Polyakov-Alvarez type comparison formulas for determinants of Laplacians on Riemann surfaces with conical singularities

TL;DR

This paper derives comparison formulas for determinants of Laplacians on Riemann surfaces with conical singularities, revealing their dependence on singularity orders and providing explicit formulas and examples.

Contribution

It establishes Polyakov-Alvarez type formulas for determinants of Laplacians with conical singularities and offers rigorous proofs and new explicit formulas for various singular surfaces.

Findings

Determinants depend on conical singularity orders.

Maximum determinant on constant curvature sphere occurs at the standard metric.

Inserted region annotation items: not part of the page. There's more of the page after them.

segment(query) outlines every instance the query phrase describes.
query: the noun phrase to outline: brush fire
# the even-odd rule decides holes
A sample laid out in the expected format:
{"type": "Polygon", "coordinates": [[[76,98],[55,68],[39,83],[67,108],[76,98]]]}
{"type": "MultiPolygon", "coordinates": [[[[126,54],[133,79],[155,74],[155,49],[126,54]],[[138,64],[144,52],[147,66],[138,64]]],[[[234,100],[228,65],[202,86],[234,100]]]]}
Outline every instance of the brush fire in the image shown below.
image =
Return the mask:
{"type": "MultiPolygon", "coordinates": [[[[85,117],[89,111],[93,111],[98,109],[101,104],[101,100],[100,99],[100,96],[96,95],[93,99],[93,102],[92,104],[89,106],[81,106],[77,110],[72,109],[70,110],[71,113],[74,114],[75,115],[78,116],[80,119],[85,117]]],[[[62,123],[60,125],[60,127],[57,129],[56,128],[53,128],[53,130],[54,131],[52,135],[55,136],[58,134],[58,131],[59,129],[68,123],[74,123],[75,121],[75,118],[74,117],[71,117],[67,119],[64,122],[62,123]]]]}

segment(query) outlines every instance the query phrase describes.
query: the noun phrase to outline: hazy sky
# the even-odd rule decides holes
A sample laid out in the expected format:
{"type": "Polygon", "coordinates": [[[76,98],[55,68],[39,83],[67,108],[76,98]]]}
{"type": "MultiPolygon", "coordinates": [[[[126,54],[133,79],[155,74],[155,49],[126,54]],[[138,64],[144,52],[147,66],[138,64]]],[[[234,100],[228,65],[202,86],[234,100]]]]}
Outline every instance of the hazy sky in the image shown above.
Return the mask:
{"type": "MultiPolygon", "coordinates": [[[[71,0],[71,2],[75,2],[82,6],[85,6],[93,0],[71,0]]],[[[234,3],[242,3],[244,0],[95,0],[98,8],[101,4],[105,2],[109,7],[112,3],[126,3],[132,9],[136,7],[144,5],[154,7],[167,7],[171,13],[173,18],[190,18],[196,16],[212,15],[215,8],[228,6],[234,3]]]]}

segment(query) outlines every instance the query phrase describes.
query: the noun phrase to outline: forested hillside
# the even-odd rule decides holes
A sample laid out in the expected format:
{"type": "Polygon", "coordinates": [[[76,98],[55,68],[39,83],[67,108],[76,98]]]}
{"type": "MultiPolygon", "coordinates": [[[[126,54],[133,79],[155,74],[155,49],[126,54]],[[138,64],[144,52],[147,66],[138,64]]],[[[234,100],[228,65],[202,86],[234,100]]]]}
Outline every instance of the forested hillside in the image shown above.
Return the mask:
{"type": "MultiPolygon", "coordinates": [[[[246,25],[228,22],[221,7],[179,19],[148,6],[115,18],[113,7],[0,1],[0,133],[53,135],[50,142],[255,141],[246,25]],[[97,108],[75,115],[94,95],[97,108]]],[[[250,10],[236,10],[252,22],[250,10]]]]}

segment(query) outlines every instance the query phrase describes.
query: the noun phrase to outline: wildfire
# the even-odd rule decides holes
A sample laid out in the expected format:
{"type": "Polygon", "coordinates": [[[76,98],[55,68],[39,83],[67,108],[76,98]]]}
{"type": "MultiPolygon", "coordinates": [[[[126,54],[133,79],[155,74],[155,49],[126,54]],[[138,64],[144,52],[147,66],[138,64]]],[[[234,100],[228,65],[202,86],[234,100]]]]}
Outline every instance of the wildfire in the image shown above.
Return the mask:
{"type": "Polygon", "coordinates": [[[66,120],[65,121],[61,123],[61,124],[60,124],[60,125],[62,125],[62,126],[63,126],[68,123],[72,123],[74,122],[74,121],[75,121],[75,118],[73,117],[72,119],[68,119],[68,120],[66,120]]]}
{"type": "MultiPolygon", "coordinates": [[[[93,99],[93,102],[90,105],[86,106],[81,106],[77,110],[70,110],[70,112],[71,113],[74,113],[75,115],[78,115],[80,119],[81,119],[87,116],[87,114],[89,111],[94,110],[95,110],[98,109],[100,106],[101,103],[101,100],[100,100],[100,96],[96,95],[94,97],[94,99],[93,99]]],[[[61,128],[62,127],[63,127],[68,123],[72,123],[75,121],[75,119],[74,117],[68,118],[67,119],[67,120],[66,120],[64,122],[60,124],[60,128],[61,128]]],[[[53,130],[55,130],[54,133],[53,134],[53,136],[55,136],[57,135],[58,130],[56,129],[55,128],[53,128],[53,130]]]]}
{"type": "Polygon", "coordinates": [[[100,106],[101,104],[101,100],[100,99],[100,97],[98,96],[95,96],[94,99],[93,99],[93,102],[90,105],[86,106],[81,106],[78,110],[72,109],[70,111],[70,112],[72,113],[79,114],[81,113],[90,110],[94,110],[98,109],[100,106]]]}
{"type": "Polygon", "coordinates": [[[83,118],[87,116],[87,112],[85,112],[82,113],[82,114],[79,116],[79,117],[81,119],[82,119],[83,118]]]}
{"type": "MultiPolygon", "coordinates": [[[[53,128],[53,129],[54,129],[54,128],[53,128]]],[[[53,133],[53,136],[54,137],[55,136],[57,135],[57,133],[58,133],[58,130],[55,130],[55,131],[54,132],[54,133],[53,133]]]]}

Provides rigorous proof of the Aurell-Salomonson formula for polyhedra.

Abstract

We present and prove Polyakov-Alvarez type comparison formulas for the determinants of Friederichs extensions of Laplacians corresponding to conformally equivalent metrics on a compact Riemann surface with conical singularities. In particular, we find how the determinants depend on the orders of conical singularities. We also illustrate these general results with several examples: based on our Polyakov-Alvarez type formulas we recover known and obtain new explicit formulas for determinants of Laplacians on singular surfaces with and without boundary. In one of the examples we show that on the metrics of constant curvature on a sphere with two conical singularities and fixed area $4\pi$ the determinant of Friederichs Laplacian is unbounded from above and attains its local maximum on the metric of standard round sphere. In another example we deduce the famous Aurell-Salomonson formula for the determinant of Friederichs Laplacian on polyhedra with spherical topology, thus providing the formula with mathematically rigorous proof.